No blog post can do justice to a method as well as just running it and seeing the results for yourself. Here is where you can play around:

  • gaussian-splatting — the official implementation with custom CUDA kernels;
  • nerfstudio —yes, Gaussian splatting in nerfstudio. This is a framework originally dedicated to NeRF-like models but since December, ‘23, it also supports GS;
  • threestudio-3dgs — an extension for threestudio, another cross-model framework. You should use this one if you are interested in generating 3D models from a prompt rather than learning an existing set of images;
  • UnityGaussianSplatting — if Unity is your thing, you can port a trained model into this plugin for visualization;
  • gsplat — a library for CUDA-accelerated rasterization of Gaussians that branched out of nerfstudio. It can be used for independent torch-based projects as a differentiatable module for splatting.

Have fun!

This blog post is based on a group meeting in the lab of Dr. Tali Dekel. Special thanks go to Michal Geyer for the discussions of the paper and to the authors of [4] for a coherent summary of Gaussian splatting.
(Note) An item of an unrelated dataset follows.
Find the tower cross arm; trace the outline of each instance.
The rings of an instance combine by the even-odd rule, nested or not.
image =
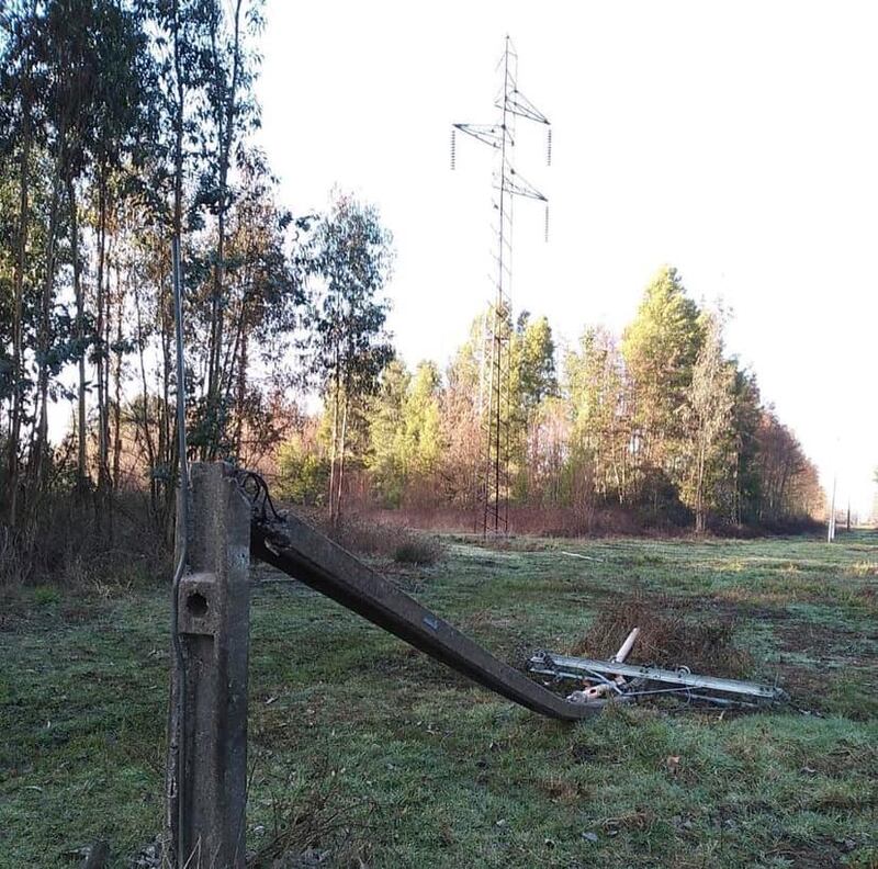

  1. Kerbl, B., Kopanas, G., Leimkühler, T., & Drettakis, G. (2023). 3D Gaussian Splatting for Real-Time Radiance Field Rendering. SIGGRAPH 2023.
  2. Mildenhall, B., Srinivasan, P. P., Tancik, M., Barron, J. T., Ramamoorthi, R., & Ng, R. (2020). NeRF: Representing Scenes as Neural Radiance Fields for View Synthesis. ECCV 2020.
  3. Zwicker, M., Pfister, H., van Baar, J., & Gross, M. (2001). Surface Splatting. SIGGRAPH 2001
  4. Luiten, J., Kopanas, G., Leibe, B., & Ramanan, D. (2023). Dynamic 3D Gaussians: Tracking by Persistent Dynamic View Synthesis. International Conference on 3D Vision.
  5. Zwicker, M., Pfister, H., van Baar, J., & Gross, M. (2001). EWA Volume Splatting. IEEE Visualization 2001.
  6. Yu, A., Fridovich-Keil, S., Tancik, M., Chen, Q., Recht, B., & Kanazawa, A. (2023). Plenoxels: Radiance Fields without Neural Networks. CVPR 2022.